This tier is fine for prototyping or for low-stakes tasks where the occasional malformed response can be discarded. It is not acceptable for production pipelines where reliability matters.

Level 2: Function Calling / Tool Use

Most LLM providers now expose schema-based function calling. You define a JSON Schema and the model returns an object that conforms to it — or at least tries to. This gets you to 95–99% reliability. The remaining failures are semantic rather than structural: a field of type string will always be a string, but it might be the wrong string. An integer field will be an integer, but it might be out of your expected range.

Function calling also adds some overhead and requires your code to handle tool use patterns rather than treating the LLM call as a simple text completion. The tradeoff is usually worth it for production use.

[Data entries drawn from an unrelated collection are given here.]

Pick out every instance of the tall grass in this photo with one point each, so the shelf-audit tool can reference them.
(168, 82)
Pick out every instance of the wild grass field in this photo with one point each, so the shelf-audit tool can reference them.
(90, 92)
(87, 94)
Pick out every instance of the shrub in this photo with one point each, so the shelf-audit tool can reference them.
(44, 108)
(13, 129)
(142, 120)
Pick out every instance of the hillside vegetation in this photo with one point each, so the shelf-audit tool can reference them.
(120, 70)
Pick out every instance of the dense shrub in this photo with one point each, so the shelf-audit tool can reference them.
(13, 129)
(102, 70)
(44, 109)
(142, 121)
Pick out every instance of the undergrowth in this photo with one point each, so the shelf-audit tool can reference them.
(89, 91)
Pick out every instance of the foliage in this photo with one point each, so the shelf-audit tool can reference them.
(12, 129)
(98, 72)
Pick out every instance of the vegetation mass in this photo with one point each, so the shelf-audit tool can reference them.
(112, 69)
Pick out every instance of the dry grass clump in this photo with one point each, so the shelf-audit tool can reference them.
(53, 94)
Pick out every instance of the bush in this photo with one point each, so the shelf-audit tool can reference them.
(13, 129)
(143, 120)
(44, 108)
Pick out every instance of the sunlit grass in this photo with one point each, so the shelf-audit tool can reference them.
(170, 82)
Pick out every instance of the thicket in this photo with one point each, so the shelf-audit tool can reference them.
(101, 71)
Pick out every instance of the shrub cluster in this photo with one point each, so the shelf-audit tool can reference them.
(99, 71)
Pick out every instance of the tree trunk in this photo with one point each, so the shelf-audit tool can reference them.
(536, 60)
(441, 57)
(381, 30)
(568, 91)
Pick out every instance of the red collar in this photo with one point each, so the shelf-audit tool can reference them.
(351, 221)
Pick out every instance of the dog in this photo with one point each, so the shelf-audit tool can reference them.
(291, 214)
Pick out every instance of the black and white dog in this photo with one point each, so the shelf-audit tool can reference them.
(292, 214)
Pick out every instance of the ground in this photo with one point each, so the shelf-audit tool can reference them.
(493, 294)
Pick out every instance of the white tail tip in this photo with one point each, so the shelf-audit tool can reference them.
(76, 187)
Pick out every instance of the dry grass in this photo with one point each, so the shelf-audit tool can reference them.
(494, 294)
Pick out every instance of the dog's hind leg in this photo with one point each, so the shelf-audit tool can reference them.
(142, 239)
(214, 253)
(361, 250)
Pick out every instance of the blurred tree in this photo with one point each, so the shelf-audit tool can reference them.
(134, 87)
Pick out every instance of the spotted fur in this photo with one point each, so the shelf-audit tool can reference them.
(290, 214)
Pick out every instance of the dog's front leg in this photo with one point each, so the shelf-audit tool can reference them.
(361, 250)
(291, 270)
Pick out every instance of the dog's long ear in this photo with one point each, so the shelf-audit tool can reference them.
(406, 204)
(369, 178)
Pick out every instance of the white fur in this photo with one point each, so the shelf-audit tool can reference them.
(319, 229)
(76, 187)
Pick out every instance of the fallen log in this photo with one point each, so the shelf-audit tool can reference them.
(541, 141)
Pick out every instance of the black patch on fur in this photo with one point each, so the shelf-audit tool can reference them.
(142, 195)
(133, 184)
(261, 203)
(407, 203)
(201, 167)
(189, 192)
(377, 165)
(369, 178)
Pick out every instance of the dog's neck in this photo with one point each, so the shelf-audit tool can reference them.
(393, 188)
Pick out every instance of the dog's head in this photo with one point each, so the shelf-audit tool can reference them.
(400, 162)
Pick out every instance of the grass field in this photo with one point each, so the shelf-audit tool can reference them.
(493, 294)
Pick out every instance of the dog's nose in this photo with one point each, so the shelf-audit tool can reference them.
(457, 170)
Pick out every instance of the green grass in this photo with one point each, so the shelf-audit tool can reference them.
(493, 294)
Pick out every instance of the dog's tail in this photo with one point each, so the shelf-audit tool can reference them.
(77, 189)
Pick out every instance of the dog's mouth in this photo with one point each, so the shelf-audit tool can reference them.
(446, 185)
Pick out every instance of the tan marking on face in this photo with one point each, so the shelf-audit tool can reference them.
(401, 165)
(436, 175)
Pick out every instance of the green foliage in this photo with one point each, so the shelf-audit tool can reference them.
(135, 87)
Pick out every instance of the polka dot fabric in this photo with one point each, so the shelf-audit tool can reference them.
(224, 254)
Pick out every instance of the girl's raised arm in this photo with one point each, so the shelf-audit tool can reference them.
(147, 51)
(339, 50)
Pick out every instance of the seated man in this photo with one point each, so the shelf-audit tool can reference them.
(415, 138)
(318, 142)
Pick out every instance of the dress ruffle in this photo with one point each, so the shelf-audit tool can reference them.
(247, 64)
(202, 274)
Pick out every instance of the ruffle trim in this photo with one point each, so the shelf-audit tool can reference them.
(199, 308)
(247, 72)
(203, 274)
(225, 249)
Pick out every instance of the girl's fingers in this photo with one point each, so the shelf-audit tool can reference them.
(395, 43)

Level 3: Native Structured Output / Constrained Decoding

This is where you get mathematical guarantees instead of statistical ones. The mechanism is constrained decoding: at each token generation step, the model's next-token probability distribution is masked so that only tokens that keep the output on a valid path through your schema remain selectable. Invalid tokens get zero probability — the model literally cannot generate them.

When a JSON opening brace is required, only { and whitespace tokens remain valid. When you're inside a field that declares type: integer, non-numeric characters are masked. The output cannot violate the schema because the schema is enforced at the generation level.

Every major provider reached this capability between 2024 and 2026. OpenAI's Strict Mode (released August 2024) uses a finite state machine compiled from your JSON Schema. Gemini followed with equivalent capability. Anthropic implemented native structured output in late 2025. Self-hosted inference stacks can use libraries like Outlines or the llguidance engine (which OpenAI later credited as foundational to their implementation).

Constrained Decoding: What It Actually Does

The underlying mechanism is worth understanding because it shapes what you can and cannot express in your schemas.

When you provide a JSON Schema, the inference engine compiles it into a finite state machine. Each state represents a position in the grammar — inside an object, expecting a field name, inside a string value, etc. At each token generation step, the engine identifies which states are reachable from the current state and masks the probability distribution to allow only tokens corresponding to valid transitions.

For simple, flat schemas this adds negligible latency. For deeply nested schemas with many optional fields, the state machine can be large, and compilation overhead can matter. Practical recommendations: keep schemas as flat as reasonably possible, avoid deeply nested optional arrays, and pre-compile schemas rather than compiling them on each request.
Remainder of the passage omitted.